Les communautés ont des forces et des atouts qui peuvent être mis à profit pour une action humanitaire plus efficace, plus durable et plus responsabilisante. L'utilisation d'approches basées sur les forces, par opposition à une vision déficitaire des personnes vivant des crises humanitaires, peut libérer ces capacités inhérentes et améliorer l'efficacité de l'intervention humanitaire d'urgence. Cela signifie qu'il faut reconnaître que les solutions se trouvent au sein des communautés elles-mêmes. Lorsque les communautés utilisent leurs propres compétences et atouts, elles ont un plus grand sentiment d'appropriation de leurs réponses aux crises sanitaires, et ces réponses ont plus de chances d'être durables et adaptables aux crises futures.

8. Rendre des comptes aux communautés

"L'utilisation d'une approche fondée sur les atouts exige que les interventions humanitaires et de santé mondiale deviennent responsables devant les communautés et non devant les chiffres exigés par les donateurs."

-Jessica Farber

Les mesures du succès sont les impacts sanitaires et sociaux que la communauté apprécie et voit, et non ce que l'organisation ou le donateur s'attend à voir. Rendre des comptes aux communautés signifie également donner la priorité à la durabilité, plutôt que d'avoir une vision à court terme, basée sur des projets.

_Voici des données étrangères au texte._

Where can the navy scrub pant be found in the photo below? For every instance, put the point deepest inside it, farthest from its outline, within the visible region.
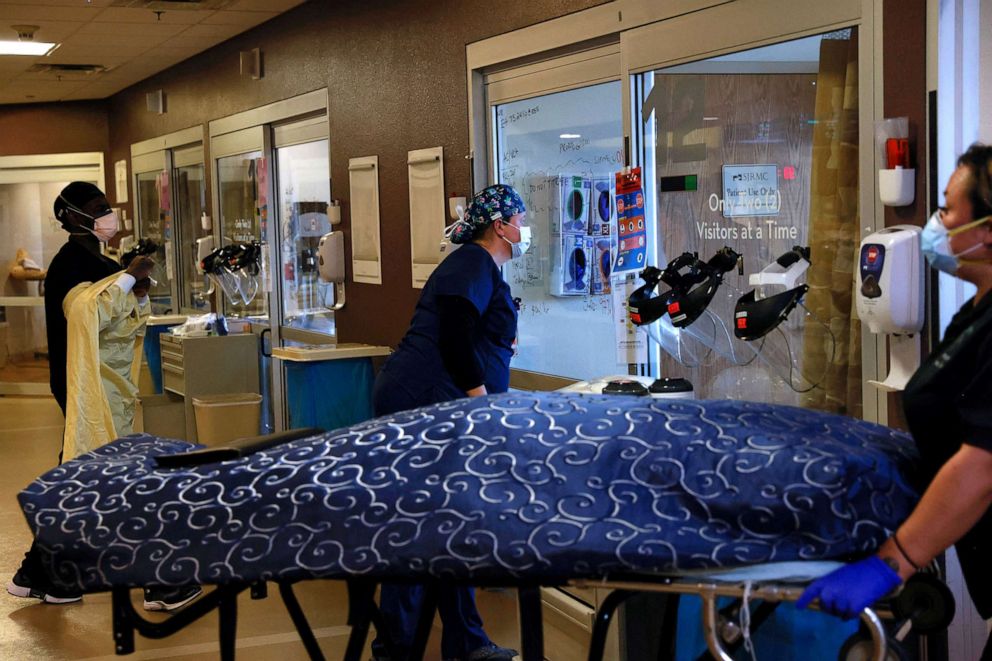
(400, 604)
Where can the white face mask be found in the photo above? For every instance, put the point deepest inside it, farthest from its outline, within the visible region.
(106, 226)
(521, 246)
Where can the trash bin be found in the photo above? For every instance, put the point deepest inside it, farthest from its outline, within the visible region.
(329, 386)
(222, 418)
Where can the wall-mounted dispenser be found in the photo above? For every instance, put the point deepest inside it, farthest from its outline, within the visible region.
(890, 297)
(896, 180)
(334, 212)
(330, 264)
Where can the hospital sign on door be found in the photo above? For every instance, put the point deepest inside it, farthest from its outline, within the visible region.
(750, 190)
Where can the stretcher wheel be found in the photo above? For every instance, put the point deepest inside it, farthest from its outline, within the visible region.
(927, 601)
(859, 647)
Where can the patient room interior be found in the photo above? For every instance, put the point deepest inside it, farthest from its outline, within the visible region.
(724, 203)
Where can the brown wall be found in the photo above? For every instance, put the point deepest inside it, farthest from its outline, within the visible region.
(395, 72)
(904, 52)
(396, 76)
(55, 128)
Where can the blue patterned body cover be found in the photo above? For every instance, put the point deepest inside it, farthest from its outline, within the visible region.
(504, 487)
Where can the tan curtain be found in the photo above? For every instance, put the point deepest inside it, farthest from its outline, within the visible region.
(834, 223)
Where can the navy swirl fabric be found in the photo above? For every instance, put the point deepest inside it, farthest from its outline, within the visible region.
(502, 487)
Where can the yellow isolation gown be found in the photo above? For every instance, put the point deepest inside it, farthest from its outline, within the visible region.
(103, 319)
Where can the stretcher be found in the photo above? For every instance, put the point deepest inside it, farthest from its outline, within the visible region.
(510, 490)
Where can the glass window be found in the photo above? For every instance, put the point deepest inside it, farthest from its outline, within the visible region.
(242, 181)
(154, 205)
(304, 194)
(560, 151)
(191, 191)
(758, 151)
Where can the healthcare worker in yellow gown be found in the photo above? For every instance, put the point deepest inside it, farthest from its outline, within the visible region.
(103, 321)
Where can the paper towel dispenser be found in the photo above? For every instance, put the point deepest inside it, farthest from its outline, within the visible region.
(330, 264)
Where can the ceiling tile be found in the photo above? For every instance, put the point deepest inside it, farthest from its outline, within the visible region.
(133, 43)
(60, 3)
(85, 57)
(38, 12)
(169, 53)
(199, 43)
(246, 18)
(40, 88)
(264, 5)
(96, 51)
(133, 15)
(99, 28)
(47, 30)
(217, 32)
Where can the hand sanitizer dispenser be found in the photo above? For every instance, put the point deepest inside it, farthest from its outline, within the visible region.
(890, 297)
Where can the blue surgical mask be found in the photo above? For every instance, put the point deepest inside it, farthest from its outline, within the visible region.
(936, 243)
(518, 248)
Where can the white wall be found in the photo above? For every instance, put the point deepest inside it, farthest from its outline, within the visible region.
(26, 221)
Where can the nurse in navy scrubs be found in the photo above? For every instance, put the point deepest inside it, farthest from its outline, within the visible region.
(459, 344)
(948, 405)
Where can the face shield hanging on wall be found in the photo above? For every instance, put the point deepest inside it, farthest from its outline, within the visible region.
(682, 321)
(237, 269)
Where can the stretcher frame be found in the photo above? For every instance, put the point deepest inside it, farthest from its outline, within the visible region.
(363, 613)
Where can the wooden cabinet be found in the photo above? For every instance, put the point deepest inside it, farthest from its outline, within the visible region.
(212, 365)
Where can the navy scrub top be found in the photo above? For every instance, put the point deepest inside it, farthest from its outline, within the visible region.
(469, 273)
(947, 403)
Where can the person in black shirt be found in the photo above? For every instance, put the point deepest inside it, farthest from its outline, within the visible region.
(77, 207)
(459, 344)
(948, 405)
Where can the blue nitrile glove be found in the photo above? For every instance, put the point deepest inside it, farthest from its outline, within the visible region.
(847, 591)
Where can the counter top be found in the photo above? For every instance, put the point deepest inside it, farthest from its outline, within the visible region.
(315, 352)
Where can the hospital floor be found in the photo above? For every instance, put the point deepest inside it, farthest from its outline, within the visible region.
(30, 434)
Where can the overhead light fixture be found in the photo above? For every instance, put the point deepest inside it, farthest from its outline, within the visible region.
(25, 44)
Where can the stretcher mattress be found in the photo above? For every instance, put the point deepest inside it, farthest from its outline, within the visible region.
(503, 487)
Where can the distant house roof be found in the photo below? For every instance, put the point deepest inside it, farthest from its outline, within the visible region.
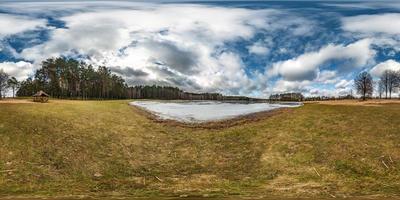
(41, 94)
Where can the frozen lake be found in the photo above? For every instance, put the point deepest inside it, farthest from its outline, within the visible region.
(203, 111)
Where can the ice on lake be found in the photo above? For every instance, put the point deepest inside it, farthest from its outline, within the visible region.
(204, 111)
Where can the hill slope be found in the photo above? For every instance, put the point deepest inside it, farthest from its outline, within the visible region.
(109, 148)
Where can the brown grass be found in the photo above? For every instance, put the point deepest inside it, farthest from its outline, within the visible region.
(108, 148)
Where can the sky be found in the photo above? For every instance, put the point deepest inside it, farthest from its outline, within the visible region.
(247, 48)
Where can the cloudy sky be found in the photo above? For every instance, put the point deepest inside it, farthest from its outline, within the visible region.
(236, 48)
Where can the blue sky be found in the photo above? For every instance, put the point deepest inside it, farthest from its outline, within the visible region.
(234, 47)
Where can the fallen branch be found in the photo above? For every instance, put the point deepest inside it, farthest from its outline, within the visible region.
(158, 179)
(316, 172)
(8, 170)
(383, 162)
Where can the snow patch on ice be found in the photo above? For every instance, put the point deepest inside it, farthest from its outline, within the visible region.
(204, 111)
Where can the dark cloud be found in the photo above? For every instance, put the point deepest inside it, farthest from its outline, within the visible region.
(167, 53)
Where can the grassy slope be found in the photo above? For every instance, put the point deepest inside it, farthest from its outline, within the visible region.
(76, 147)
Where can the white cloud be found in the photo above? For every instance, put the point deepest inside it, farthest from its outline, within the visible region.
(378, 69)
(326, 76)
(380, 23)
(176, 44)
(305, 66)
(258, 48)
(20, 70)
(13, 24)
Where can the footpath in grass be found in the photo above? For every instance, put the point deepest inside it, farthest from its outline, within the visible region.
(109, 148)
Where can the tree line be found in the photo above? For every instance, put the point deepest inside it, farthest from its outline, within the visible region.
(388, 83)
(70, 79)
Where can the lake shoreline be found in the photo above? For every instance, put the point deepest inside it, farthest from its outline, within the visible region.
(216, 124)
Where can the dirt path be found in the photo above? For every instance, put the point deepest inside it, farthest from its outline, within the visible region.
(356, 102)
(15, 101)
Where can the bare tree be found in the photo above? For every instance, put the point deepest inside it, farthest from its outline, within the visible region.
(392, 82)
(381, 88)
(384, 81)
(364, 85)
(13, 84)
(3, 83)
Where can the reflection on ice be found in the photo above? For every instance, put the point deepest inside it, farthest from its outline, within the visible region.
(203, 111)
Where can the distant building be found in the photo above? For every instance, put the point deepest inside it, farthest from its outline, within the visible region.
(287, 97)
(41, 97)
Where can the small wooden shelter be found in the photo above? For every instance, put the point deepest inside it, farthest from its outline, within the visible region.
(41, 97)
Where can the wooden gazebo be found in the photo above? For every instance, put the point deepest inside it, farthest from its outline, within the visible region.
(41, 97)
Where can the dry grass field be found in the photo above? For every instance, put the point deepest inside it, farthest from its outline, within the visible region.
(108, 148)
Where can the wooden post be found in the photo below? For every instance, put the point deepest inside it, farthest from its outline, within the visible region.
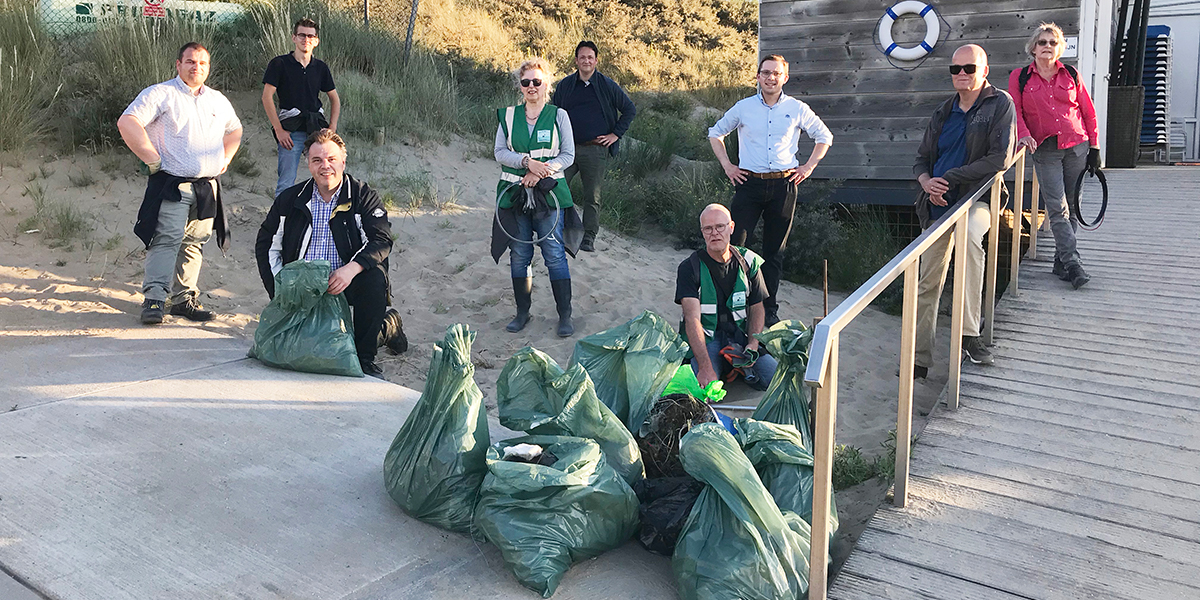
(822, 473)
(907, 360)
(960, 276)
(1014, 265)
(993, 264)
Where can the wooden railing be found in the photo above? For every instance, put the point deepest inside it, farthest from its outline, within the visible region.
(822, 369)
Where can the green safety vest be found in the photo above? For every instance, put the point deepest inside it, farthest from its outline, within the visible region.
(543, 147)
(748, 267)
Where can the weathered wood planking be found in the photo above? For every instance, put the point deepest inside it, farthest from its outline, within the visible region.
(876, 112)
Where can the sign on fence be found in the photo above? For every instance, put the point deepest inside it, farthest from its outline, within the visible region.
(78, 16)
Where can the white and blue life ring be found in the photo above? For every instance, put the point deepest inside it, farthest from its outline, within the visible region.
(933, 30)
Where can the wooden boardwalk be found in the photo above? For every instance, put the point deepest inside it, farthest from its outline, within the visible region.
(1072, 469)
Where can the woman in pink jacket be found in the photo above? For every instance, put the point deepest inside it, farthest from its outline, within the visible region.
(1056, 121)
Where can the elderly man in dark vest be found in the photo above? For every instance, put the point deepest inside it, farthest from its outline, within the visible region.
(721, 292)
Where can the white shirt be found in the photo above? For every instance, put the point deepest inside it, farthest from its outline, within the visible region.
(768, 137)
(186, 130)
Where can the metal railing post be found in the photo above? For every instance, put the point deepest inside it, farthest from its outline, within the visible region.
(822, 473)
(993, 265)
(960, 276)
(1035, 222)
(1014, 265)
(907, 359)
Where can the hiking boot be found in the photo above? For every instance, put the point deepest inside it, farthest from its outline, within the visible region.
(562, 289)
(1077, 276)
(589, 243)
(191, 310)
(371, 369)
(391, 335)
(522, 291)
(976, 351)
(151, 311)
(1059, 269)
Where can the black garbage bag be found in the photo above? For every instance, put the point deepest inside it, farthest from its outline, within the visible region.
(541, 517)
(785, 467)
(631, 364)
(786, 400)
(665, 505)
(736, 543)
(535, 395)
(436, 465)
(304, 328)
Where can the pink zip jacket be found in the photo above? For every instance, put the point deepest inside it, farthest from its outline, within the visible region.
(1060, 107)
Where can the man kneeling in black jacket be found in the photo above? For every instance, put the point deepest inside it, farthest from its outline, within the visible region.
(336, 217)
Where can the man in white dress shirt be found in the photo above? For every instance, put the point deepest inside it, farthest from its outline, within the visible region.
(765, 180)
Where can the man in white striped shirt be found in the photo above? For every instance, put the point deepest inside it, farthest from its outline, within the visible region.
(765, 180)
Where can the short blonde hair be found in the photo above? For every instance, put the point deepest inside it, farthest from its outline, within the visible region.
(529, 65)
(1047, 28)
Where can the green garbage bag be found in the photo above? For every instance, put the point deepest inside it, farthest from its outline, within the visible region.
(784, 465)
(546, 515)
(684, 382)
(631, 364)
(304, 328)
(786, 400)
(535, 395)
(736, 543)
(436, 465)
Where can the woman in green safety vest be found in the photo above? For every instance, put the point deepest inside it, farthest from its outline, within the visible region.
(534, 143)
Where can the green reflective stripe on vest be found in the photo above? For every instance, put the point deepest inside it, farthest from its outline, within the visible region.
(543, 145)
(737, 300)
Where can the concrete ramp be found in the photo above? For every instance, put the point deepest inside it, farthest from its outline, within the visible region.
(161, 463)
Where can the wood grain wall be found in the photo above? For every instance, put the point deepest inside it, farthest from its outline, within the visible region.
(876, 112)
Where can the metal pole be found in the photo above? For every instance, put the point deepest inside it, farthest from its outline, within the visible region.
(1018, 210)
(960, 276)
(907, 360)
(993, 264)
(822, 473)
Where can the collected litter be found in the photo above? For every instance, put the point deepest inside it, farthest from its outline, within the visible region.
(736, 543)
(535, 395)
(631, 364)
(436, 465)
(304, 328)
(544, 517)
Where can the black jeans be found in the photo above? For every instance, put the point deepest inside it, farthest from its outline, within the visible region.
(774, 202)
(367, 293)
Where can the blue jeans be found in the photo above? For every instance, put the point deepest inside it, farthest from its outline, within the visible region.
(763, 369)
(552, 251)
(289, 160)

9. Adopter une vision féministe du leadership

"Pour parvenir à des changements de paradigme dans la manière dont nous travaillons en partenariat avec les communautés et les organisations locales, la pratique d'un leadership féministe intersectionnel est essentielle".

-Jessica Farber

L'accent est mis sur les soins, la guérison et la compassion. "Pendant la pandémie de COVID-19, cela a signifié se concentrer sur les soins personnels et le bien-être émotionnel des leaders communautaires avec lesquels nous avons travaillé à SeeChange. Nous travaillons également à la mise en place de réseaux de solidarité et d'accompagnement mutuel". Adopter un leadership féministe signifie également encourager et soutenir les femmes et les filles en tant que leaders dans la réponse aux crises sanitaires.

10. Réimaginer l'action humanitaire

"Nous devons réimaginer l'action humanitaire. Nous devons nous ouvrir au changement. Et ce changement doit avoir lieu maintenant !

-Rachel Kiddell-Monroe, fondatrice et directrice exécutive de SeeChange

D'autres contributeurs à la CCGH 2021, dont Seye Abimbola, Catherine Kyobutungi, Pamela Roach et Thoko Elphick-Pooley, ont également parlé de l'importance de reconnaître le racisme et le colonialisme dans le système de santé mondial et des mesures que nous devons prendre pour y remédier. Nous devons être prêts à nous éloigner du principe humanitaire traditionnel de neutralité et à mettre en avant les principes centraux du principe humanitaire d'humanité : l'équité, la diversité et l'inclusion. Ensemble, nous devons réimaginer ce que sera l'aide. Il ne s'agit pas de modifier le système actuel. Il s'agit d'envisager une toute nouvelle façon de faire.